Search code examples
compiler-construction

What is the procedural way to arrange lex and parse files?


I searched quite a bit, and still can't seem to grasp the work flow, and file arranging of tokens, the lexer, and the parser. I'm using plain C with Visual Studio. Went through countless tutorials, and they seem to skip this part.

So when you write a simple function in the source.txt, the lexer is in a C file, reads the source file, and breaks the simple function into tokens?

In Dr. Dobbs book, there is a file that contains a list of already defined tokens that is written into a def file, if the previous question is true, where does this predefined token list fit in?

Once the source file is read by lex, and the tokens are split, how does the parser retrieve the tokenized info lex is putting out, and then make the grammar?
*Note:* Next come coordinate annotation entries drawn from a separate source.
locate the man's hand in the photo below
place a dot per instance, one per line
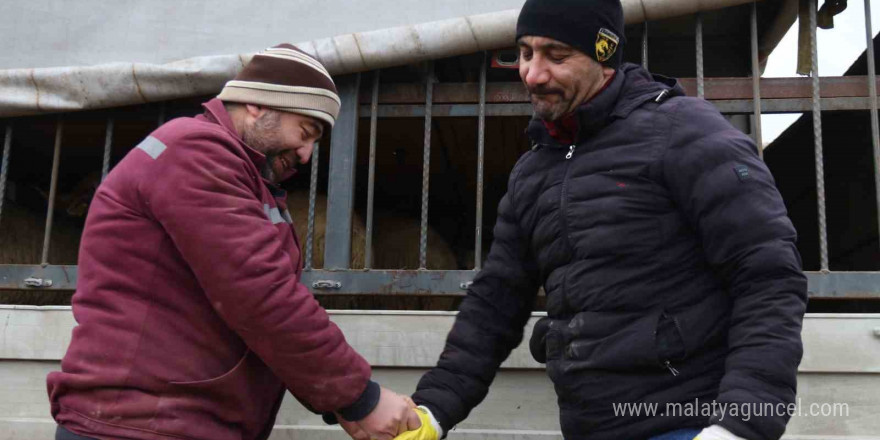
(716, 432)
(393, 415)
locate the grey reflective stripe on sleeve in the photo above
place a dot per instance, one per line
(273, 214)
(152, 146)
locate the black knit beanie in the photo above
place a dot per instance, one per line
(595, 27)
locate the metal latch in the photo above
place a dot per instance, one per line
(37, 282)
(327, 285)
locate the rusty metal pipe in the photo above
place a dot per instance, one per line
(56, 89)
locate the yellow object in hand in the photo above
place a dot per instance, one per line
(428, 430)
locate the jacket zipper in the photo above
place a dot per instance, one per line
(562, 209)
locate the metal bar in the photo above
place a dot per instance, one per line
(426, 169)
(108, 145)
(872, 93)
(443, 282)
(161, 119)
(481, 143)
(799, 105)
(53, 189)
(4, 168)
(777, 88)
(714, 88)
(313, 193)
(378, 281)
(448, 110)
(699, 37)
(727, 106)
(756, 83)
(371, 180)
(340, 193)
(817, 138)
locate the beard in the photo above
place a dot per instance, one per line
(549, 110)
(263, 136)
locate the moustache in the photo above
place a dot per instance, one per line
(543, 90)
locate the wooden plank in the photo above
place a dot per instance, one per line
(832, 342)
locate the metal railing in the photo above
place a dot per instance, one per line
(748, 96)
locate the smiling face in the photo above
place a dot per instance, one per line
(284, 138)
(558, 77)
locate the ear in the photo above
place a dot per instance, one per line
(607, 72)
(255, 111)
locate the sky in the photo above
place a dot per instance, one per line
(837, 49)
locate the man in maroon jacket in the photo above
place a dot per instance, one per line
(192, 318)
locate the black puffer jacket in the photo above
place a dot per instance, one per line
(669, 264)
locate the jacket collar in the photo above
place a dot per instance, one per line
(630, 87)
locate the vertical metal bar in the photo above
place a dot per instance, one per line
(108, 145)
(872, 90)
(699, 32)
(426, 168)
(481, 142)
(161, 118)
(371, 179)
(4, 169)
(53, 188)
(340, 193)
(313, 194)
(756, 83)
(817, 137)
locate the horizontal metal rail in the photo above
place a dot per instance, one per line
(734, 106)
(715, 89)
(424, 282)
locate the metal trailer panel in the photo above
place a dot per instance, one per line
(841, 365)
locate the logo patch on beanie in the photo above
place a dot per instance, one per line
(606, 44)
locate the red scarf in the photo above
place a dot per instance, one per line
(565, 129)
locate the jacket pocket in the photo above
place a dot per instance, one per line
(224, 407)
(611, 340)
(670, 341)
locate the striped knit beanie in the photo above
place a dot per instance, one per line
(287, 79)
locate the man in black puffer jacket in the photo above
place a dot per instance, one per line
(660, 239)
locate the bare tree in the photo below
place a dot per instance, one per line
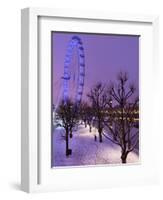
(99, 100)
(66, 112)
(123, 113)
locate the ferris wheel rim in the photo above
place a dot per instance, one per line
(75, 42)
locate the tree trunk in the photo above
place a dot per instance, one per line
(124, 157)
(67, 147)
(100, 135)
(71, 133)
(85, 123)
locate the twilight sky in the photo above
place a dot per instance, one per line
(105, 56)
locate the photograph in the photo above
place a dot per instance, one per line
(95, 99)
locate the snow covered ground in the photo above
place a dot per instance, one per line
(85, 150)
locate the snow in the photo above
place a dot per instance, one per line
(85, 150)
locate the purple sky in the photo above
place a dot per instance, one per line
(105, 56)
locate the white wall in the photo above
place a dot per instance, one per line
(10, 95)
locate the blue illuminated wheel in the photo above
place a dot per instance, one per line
(74, 73)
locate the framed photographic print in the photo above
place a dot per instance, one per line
(88, 117)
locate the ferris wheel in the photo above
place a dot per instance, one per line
(74, 71)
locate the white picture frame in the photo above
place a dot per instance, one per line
(36, 172)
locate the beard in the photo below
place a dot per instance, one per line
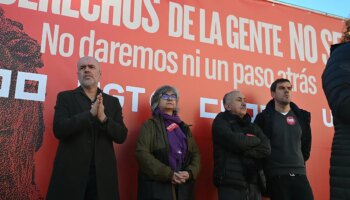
(88, 82)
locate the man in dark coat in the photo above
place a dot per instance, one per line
(86, 122)
(336, 86)
(239, 146)
(289, 131)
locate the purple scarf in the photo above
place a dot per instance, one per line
(176, 138)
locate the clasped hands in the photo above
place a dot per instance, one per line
(98, 109)
(180, 177)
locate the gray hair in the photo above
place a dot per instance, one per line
(158, 94)
(228, 97)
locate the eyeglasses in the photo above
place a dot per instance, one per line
(169, 97)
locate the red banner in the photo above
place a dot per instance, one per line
(204, 49)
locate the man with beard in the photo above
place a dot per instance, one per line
(86, 122)
(21, 120)
(239, 146)
(289, 131)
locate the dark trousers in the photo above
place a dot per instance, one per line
(231, 193)
(288, 187)
(91, 188)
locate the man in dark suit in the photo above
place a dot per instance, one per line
(86, 123)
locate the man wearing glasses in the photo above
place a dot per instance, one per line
(86, 123)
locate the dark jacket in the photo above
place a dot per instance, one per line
(265, 121)
(336, 86)
(74, 126)
(233, 149)
(155, 174)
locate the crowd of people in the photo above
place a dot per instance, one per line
(266, 157)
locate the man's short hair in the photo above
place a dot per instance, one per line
(277, 81)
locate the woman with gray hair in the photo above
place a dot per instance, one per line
(166, 151)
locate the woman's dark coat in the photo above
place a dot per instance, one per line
(152, 153)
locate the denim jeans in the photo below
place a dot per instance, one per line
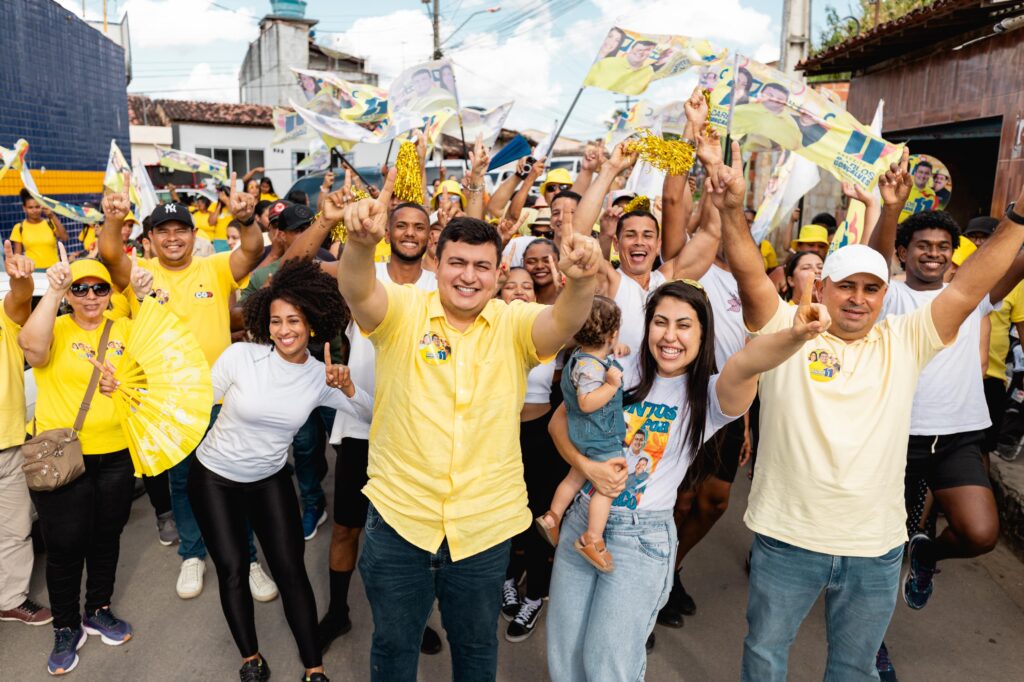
(190, 544)
(401, 582)
(310, 463)
(598, 623)
(785, 581)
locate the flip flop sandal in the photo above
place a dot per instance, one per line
(596, 554)
(550, 533)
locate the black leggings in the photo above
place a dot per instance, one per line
(223, 509)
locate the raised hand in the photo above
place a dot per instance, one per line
(58, 274)
(581, 256)
(243, 204)
(366, 220)
(338, 376)
(140, 279)
(17, 265)
(895, 183)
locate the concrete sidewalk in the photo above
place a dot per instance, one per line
(973, 629)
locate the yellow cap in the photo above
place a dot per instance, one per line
(810, 235)
(454, 187)
(966, 248)
(555, 176)
(86, 267)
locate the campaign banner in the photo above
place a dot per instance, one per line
(628, 61)
(192, 163)
(791, 115)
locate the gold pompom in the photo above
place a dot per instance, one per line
(409, 183)
(638, 203)
(672, 157)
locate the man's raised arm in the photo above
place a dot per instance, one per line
(366, 221)
(978, 275)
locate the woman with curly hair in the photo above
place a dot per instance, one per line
(268, 388)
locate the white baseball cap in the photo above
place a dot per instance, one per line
(854, 259)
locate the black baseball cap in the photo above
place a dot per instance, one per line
(171, 212)
(982, 223)
(295, 218)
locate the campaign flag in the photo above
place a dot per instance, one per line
(192, 163)
(629, 61)
(793, 116)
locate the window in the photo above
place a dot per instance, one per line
(239, 161)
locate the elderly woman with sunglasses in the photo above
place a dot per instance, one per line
(81, 521)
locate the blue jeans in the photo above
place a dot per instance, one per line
(401, 582)
(785, 581)
(598, 623)
(190, 545)
(307, 445)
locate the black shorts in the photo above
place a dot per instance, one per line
(349, 478)
(949, 461)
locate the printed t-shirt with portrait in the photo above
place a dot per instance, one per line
(950, 395)
(361, 364)
(62, 381)
(832, 452)
(12, 380)
(199, 296)
(656, 452)
(39, 241)
(444, 457)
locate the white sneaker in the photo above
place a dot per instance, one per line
(190, 579)
(262, 588)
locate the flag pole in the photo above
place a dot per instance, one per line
(562, 124)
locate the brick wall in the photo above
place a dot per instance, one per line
(62, 88)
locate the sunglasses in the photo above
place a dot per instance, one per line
(100, 289)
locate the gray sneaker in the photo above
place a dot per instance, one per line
(167, 529)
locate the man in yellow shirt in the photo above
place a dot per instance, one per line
(827, 500)
(445, 473)
(15, 507)
(198, 290)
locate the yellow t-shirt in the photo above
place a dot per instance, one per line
(199, 295)
(835, 422)
(444, 459)
(1012, 311)
(617, 75)
(62, 382)
(39, 241)
(12, 379)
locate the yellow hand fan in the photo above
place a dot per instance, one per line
(164, 396)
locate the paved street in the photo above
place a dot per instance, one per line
(972, 630)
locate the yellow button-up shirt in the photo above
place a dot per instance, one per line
(444, 459)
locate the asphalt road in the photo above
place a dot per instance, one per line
(973, 629)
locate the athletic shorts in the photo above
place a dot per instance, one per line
(948, 461)
(349, 478)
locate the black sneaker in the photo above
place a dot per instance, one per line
(524, 622)
(331, 628)
(431, 643)
(256, 670)
(885, 667)
(510, 599)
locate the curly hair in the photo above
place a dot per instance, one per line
(927, 220)
(306, 287)
(603, 321)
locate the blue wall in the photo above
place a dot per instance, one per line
(62, 88)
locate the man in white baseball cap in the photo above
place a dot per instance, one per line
(826, 505)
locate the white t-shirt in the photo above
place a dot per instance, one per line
(632, 300)
(361, 364)
(266, 401)
(950, 395)
(730, 333)
(655, 436)
(516, 249)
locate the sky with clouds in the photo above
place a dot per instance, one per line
(192, 49)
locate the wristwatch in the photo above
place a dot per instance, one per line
(1013, 215)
I've seen typedef struct used for what seemed like a slight breakdown of predefined tokens, and somewhat of the lex inside. So are the tokens in 1 file, the lex in 1, and the parser in 1? Or the tokens in 1 but lex and parse together calling that token file?

I just need clarification, a good point in the right direction, any help is much appreciated.


Solution

  • A simple classic way to organize these tasks is by setting the various parts up as subroutines passing datastructures to one another. Forgive my sloppy syntax.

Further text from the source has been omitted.